A little over one year later, on April 5, 2011, the U.S. Department of Labor (“DOL”) issued regulations prohibiting mandatory tip pools that included employees who do not customarily and regularly receive tips, even in situations when the employer does not take a tip credit. In so doing, the DOL fully rejected the Ninth Circuit’s Woody Woo decision. In response, several hospitality groups, including the National Restaurant Association, filed a lawsuit in the District of Oregon against the DOL on behalf of restaurants and restaurant employees who share in tips and participate in tip pools. This lawsuit challenged the DOL’s ability to promulgate regulations that essentially overruled the Ninth Circuit’s ruling and effectively excluded kitchen staff from tip pools under the FLSA.
On June 7, 2013, the District of Oregon granted the hospitality groups’ motion for summary judgment, finding that the DOL had indeed exceeded its authority by issuing regulations on tip pooling in restaurants. The court stated that the language of the FLSA is clear and unambiguous, and only imposes conditions on employers that take a tip credit. This ruling barred the DOL from enforcing the regulations that it had promulgated two years earlier. Thus, until now, only employers in states located in the Ninth Circuit could require servers to pool and/or share tips with non-tipped kitchen and other back of the house staff.
However, in a split decision last week, a three-judge panel of the Ninth Circuit reversed the district court’s decision in favor of the employers, and held that Woody Woo did not foreclose the DOL’s ability to subsequently promulgate a formal rule that extended the FLSA’s tip pooling restrictions. In so ruling, the Ninth Circuit looked at language from past U.S. Supreme Court cases suggesting that the DOL had the power to prohibit certain tip pooling practices. As a result, the Court held that the DOL was well within its rights to regulate the tip pooling practices of employers who do not take a tip credit, including prohibiting those employers from including back of the house staff in tip pools.
Circuit Judge N. Randy Smith dissented from the Ninth Circuit’s opinion and argued that the panel of judges should have followed Circuit precedent and affirmed the ruling below because the DOL should not be able to legislate on its own, but rather must carry out Congress’ intent which he believes is unclear in this case.

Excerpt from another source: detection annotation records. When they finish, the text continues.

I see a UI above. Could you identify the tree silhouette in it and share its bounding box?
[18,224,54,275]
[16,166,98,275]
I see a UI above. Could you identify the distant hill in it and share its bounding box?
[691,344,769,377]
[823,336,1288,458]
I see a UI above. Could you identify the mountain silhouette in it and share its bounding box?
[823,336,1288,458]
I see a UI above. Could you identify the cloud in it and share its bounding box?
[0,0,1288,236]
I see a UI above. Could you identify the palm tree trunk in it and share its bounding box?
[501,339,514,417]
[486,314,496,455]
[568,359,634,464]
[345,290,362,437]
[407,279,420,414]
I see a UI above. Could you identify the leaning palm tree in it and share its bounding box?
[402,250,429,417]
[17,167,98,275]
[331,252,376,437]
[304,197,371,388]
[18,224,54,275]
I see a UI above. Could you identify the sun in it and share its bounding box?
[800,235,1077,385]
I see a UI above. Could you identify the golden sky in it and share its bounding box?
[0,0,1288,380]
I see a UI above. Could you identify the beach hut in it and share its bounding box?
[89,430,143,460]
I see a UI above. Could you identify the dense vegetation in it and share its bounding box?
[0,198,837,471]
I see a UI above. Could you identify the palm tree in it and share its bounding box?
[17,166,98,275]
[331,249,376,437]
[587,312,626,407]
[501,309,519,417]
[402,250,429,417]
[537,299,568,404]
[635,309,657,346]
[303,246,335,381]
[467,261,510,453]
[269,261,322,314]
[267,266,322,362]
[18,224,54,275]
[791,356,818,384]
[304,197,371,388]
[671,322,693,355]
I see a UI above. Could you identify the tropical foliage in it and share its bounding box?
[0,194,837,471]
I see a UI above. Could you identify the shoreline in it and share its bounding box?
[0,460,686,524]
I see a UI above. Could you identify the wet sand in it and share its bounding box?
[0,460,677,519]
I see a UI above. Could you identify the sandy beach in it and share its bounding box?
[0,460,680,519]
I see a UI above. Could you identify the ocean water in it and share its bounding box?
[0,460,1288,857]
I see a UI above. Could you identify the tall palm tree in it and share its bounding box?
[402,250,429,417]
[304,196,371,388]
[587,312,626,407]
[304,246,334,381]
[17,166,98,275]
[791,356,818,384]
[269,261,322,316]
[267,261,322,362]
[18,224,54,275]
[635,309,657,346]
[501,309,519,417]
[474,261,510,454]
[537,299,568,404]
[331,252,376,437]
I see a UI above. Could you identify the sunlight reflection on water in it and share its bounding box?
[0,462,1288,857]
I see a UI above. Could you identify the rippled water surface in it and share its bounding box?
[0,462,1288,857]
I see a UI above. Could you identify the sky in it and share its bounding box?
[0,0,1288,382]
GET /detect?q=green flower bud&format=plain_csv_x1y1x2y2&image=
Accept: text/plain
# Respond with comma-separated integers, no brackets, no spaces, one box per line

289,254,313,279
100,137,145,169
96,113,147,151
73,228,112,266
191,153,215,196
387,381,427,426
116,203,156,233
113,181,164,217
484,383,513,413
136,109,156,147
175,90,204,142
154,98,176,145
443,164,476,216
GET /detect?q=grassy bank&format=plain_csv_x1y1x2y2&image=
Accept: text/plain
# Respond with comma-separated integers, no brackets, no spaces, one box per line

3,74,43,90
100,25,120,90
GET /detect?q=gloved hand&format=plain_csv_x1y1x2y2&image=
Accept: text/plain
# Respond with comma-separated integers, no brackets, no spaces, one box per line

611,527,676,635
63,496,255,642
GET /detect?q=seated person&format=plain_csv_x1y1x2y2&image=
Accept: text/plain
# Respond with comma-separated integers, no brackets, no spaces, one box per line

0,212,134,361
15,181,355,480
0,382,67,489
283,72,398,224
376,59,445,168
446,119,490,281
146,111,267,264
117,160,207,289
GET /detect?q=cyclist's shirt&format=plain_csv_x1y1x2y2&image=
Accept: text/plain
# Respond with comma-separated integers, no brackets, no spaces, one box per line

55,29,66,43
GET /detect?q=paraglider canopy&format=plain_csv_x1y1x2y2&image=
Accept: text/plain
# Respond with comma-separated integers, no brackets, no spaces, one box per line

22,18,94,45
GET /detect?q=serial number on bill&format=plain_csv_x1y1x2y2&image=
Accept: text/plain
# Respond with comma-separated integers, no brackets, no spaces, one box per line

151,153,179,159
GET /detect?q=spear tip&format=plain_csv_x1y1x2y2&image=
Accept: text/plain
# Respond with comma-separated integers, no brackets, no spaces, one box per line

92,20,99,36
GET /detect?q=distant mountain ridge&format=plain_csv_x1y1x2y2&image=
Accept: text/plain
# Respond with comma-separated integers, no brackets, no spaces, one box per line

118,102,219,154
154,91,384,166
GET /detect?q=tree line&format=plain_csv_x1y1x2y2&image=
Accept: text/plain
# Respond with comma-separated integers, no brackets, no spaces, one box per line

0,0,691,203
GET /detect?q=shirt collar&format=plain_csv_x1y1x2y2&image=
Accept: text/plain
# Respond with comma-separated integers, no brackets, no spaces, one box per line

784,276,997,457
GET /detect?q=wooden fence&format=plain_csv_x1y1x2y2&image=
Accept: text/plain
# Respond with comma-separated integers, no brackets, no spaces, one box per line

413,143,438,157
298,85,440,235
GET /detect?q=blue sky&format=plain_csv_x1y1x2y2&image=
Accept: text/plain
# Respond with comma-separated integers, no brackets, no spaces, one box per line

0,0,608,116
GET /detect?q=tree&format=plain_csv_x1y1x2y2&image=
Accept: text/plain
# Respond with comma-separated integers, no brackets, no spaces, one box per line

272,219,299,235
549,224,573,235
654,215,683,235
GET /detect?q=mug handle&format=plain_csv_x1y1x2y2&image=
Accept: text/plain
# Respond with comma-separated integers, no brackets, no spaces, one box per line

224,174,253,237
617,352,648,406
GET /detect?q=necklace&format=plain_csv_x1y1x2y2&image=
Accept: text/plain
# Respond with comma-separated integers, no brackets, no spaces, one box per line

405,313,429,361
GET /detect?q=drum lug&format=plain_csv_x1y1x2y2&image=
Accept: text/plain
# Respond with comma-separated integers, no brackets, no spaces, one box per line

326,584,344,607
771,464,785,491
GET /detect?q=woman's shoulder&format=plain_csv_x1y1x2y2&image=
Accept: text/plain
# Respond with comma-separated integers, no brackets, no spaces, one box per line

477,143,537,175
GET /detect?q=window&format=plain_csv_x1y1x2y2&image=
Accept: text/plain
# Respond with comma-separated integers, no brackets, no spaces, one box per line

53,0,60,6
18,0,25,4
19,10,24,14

As a result of this Ninth Circuit ruling, at least for the time being, the DOL has full authority to enforce its previously issued regulations requiring tip pools to be comprised solely of employees who customarily and regularly receive tips, such as wait staff, bussers, bartenders and counter personnel, even in situations when the employer does not take a tip credit. We anticipate that the National Restaurant Association and its co-plaintiffs will file a petition asking the full Ninth Circuit Court of Appeals for a rehearing. If the court agrees, the case will go to an 11-judge panel for review. It is also not out of the question that this case could eventually reach the Supreme Court, although it is too early to tell whether the High Court would have a ninth member by that time and how that new member could potentially impact a ruling.
Until a decision has been made regarding an appeal, however, you can rest assured that the DOL will begin attempting to enforce these regulations immediately, since it has essentially been “on hold” for the last six years. Thus, if your restaurant or hotel currently allows back of the house staff to participate in tip pools, you should endeavor to change these practices as soon as possible so that you do not find yourself on the wrong end of a DOL investigation.